Autophagy gene variant IRGM -261T contributes to protection from tuberculosis caused by Mycobacterium tuberculosis but not by M. africanum strains

Abstract

The human immunity-related GTPase M (IRGM) has been shown to be critically involved in regulating autophagy as a means of disposing cytosolic cellular structures and of reducing the growth of intracellular pathogens in vitro. This includes Mycobacterium tuberculosis, which is in agreement with findings indicating that M. tuberculosis translocates from the phagolysosome into the cytosol of infected cells, where it becomes exposed to autophagy. To test whether IRGM plays a role in human infection, we studied IRGM gene variants in 2010 patients with pulmonary tuberculosis (TB) and 2346 unaffected controls. Mycobacterial clades were classified by spoligotyping, IS6110 fingerprinting and genotyping of the pks1/15 deletion. The IRGM genotype -261TT was negatively associated with TB caused by M. tuberculosis (OR 0.66, CI 0.52-0.84, P(nominal) 0.0009, P(corrected) 0.0045) and not with TB caused by M. africanum or M. bovis (OR 0.95, CI 0.70-1.30. P 0.8). Further stratification for mycobacterial clades revealed that the protective effect applied only to M. tuberculosis strains with a damaged pks1/15 gene which is characteristic for the Euro-American (EUAM) subgroup of M. tuberculosis (OR 0.63, CI 0.49-0.81, P(nominal) 0.0004, P(corrected) 0.0019). Our results, including those of luciferase reporter gene assays with the IRGM variants -261C and -261T, suggest a role for IRGM and autophagy in protection of humans against natural infection with M. tuberculosis EUAM clades. Moreover, they support in vitro findings indicating that TB lineages capable of producing a distinct mycobacterial phenolic glycolipid that occurs exclusively in strains with an intact pks1/15 gene inhibit innate immune responses in which IRGM contributes to the control of autophagy. Finally, they raise the possibility that the increased frequency of the IRGM -261TT genotype may have contributed to the establishment of M. africanum as a pathogen in the West African population.
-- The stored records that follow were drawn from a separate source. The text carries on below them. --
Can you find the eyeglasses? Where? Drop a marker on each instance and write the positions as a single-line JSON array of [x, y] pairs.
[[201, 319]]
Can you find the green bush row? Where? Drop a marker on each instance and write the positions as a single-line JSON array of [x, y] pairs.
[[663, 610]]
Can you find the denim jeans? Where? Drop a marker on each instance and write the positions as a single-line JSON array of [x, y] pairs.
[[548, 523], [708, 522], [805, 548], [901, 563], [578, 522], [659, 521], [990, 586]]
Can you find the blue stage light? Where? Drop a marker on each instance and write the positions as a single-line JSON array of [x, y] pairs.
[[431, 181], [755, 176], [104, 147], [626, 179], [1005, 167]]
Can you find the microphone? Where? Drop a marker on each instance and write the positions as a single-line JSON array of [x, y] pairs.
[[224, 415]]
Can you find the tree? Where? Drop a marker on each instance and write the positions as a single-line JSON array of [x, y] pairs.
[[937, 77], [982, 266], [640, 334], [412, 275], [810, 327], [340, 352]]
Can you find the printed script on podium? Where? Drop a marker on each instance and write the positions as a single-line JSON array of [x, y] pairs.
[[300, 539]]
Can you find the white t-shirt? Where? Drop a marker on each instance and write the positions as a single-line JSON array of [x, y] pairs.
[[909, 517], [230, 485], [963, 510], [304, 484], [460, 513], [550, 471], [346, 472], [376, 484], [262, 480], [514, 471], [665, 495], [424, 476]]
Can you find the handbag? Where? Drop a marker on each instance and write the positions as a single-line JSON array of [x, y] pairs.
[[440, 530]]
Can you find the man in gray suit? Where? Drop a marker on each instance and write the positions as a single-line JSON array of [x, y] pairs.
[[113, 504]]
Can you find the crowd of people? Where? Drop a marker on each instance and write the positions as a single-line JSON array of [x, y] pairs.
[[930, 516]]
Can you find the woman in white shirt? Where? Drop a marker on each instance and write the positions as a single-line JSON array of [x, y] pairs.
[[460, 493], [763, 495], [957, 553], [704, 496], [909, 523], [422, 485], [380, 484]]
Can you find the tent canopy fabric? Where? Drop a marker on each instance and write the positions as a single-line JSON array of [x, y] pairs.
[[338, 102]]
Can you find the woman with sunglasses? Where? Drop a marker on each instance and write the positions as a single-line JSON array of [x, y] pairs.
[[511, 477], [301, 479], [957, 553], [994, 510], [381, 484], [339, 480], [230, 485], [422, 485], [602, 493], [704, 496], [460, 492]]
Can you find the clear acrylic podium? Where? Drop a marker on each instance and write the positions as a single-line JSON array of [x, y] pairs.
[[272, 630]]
Figure 1. Schematic structure of the IRGM gene.

A) Gene segments with lengths and all SNPs that are recognized so far are given. SNPs associated with Crohn's Disease, SNPs genotyped in the present study and the SNP associated with protection from TB caused by the EUAM-lineage of M. tuberculosis are indicated. The nucleotide positions of SNPs indicated by rs/ss numbers are listed in Table 1. B) Estimates of pairwise linkage disequilibria (LD) between IRGM variants with the LD measure of r ² assuming Hardy-Weinberg equilibrium. C) Potential loss of transcription factor binding sites (ARNT, PAX5, AHR) in sequences carrying the IRGM −261T allele. D) Potential accumulation of transcription factor binding sites (FOXP3, GR, PR A/PR B), depending on the number of tetranucleotide repeats (rs60800371; [15]).

Figure 2. Comparison of pGL3 IRGM −261C and pGL3 IRGM −261T promoter constructs.

FL/RL, ratio of firefly∶Renilla luciferase activity; pGL3 −261C, pGL3-Control Vector carrying the IRGM −261C wild-type variant; pGL3 −261T, pGL3-Control Vector carrying the IRGM −261T variant; *, P 0.013.